В этот же день он отозвал группу наблюдения за домом Козодоева и вызвал парней, охранявших Сергея при выходе из дома.
– Это фотография майора милиции Ефремова, сотрудника городского УВД. Как только он появится рядом с Козодоевым, немедленно сообщите мне.
30
В первый раз проведать Кайгородову Олег Киселев пришел сразу после Нового года. Поговорить им дали не больше минуты: Елена после процедур была слаба и едва стояла на ногах. В следующую встречу они сели в фойе на первом этаже, около поста принимающей медсестры. Тихим, чуть слышным голосом Кайгородова рассказала новому знакомому о трагических событиях, сломавших ее жизнь: о гибели отца и матери, о лечении в психбольнице, о возвращении из колонии брата-уголовника. Чтобы разжалобить Олега, Кайгородовой даже не пришлось привирать. Она рассказала все, как было на самом деле. Во время третьей встречи Елена разоткровенничалась:
– Мой брат пришел из зоны законченным наркоманом, стал заставлять меня принимать наркотики. Я отказывалась. Он бил меня, морил голодом, не выпускал на улицу. Как-то раз брат напился до бесчувствия, уснул, и мне удалось убежать. Несколько дней я пряталась у знакомых, но он с друзьями-наркоманами выследил меня и вернул домой. Я не помню, какое было число, какой день недели и даже месяц точно не помню. Точно знаю – это было летом. И наступила самая кошмарная ночь в моей жизни. А может, не самая ужасная и кошмарная, но это была первая ночь, после которой мне не хотелось жить. Брат привел с собой четверых друзей. Они выпили, укололись и стали по очереди насиловать меня. Вначале я сопротивлялась, но что я одна могла сделать против пятерых молодых мужчин? Спросишь, почему пятерых? Брат помогал им, держал меня за руки. Этой ночью для меня мир перевернулся, и я уже не понимала, какой по счету человек насилует меня и кто эти люди – те же самые, что были вчера, или их сменили новые насильники?

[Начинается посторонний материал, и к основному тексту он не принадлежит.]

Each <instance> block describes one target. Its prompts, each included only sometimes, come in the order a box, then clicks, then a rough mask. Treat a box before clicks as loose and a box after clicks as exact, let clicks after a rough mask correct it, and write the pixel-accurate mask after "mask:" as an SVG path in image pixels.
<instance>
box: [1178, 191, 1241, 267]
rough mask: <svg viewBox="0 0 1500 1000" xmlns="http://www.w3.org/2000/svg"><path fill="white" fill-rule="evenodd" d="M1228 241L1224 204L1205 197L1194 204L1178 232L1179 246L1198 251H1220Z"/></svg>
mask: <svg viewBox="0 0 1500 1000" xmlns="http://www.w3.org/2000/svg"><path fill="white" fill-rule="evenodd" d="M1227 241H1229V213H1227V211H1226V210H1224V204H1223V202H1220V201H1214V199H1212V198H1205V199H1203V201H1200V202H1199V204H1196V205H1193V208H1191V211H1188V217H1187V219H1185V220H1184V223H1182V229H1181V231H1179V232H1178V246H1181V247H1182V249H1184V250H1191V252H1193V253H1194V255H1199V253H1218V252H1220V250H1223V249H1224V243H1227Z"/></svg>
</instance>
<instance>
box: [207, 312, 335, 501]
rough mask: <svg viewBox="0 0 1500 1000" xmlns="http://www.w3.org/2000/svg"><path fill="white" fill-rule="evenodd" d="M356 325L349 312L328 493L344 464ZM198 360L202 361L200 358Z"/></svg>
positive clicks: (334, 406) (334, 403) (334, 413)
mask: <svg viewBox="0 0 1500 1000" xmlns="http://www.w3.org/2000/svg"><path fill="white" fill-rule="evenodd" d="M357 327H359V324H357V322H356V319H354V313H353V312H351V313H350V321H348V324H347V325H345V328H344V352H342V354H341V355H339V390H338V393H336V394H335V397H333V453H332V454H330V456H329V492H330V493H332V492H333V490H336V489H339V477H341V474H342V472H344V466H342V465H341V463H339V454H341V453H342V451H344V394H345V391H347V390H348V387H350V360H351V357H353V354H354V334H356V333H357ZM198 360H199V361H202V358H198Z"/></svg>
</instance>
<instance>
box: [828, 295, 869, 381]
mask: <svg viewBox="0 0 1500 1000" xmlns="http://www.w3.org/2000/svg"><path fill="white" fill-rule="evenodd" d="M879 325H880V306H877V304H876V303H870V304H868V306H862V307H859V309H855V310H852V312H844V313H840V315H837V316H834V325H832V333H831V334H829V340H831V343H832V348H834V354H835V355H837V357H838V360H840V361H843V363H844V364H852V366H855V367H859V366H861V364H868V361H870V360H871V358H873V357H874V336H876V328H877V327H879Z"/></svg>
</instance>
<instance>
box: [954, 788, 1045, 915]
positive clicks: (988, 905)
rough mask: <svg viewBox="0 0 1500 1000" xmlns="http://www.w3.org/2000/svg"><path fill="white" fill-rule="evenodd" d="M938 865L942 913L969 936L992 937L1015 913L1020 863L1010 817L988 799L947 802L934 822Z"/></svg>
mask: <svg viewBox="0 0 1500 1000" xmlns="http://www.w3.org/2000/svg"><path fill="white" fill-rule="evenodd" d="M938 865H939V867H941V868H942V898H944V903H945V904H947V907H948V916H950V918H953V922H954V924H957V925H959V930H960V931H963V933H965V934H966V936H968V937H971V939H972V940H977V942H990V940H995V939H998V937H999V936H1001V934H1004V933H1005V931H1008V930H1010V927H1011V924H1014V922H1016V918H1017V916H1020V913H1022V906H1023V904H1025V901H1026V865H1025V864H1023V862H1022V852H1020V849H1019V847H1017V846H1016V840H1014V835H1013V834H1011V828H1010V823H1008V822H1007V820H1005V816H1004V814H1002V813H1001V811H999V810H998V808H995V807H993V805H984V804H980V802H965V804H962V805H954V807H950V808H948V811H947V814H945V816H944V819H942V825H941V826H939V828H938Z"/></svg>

Кайгородова грустно вздохнула. В уголках ее глаз появились слезы, но она взяла себя в руки и продолжила рассказ:
– До этой ночи я была невинной девушкой, а тут… Наутро я даже не знала, кто из насильников лишил меня девственности. От отчаяния я хотела покончить с собой, но брат не упускал меня из виду. Он дождался, когда я с веревкой пойду в ванную, зашел следом и говорит: «Если ты собралась вздернуться, то, может, уколешься напоследок?» Терять мне было нечего, и я подставила руку. Стало легче. Опиум ограждает человека от всех проблем на какое-то время, потом опять становится муторно и тоскливо, и руки сами тянутся к шприцу.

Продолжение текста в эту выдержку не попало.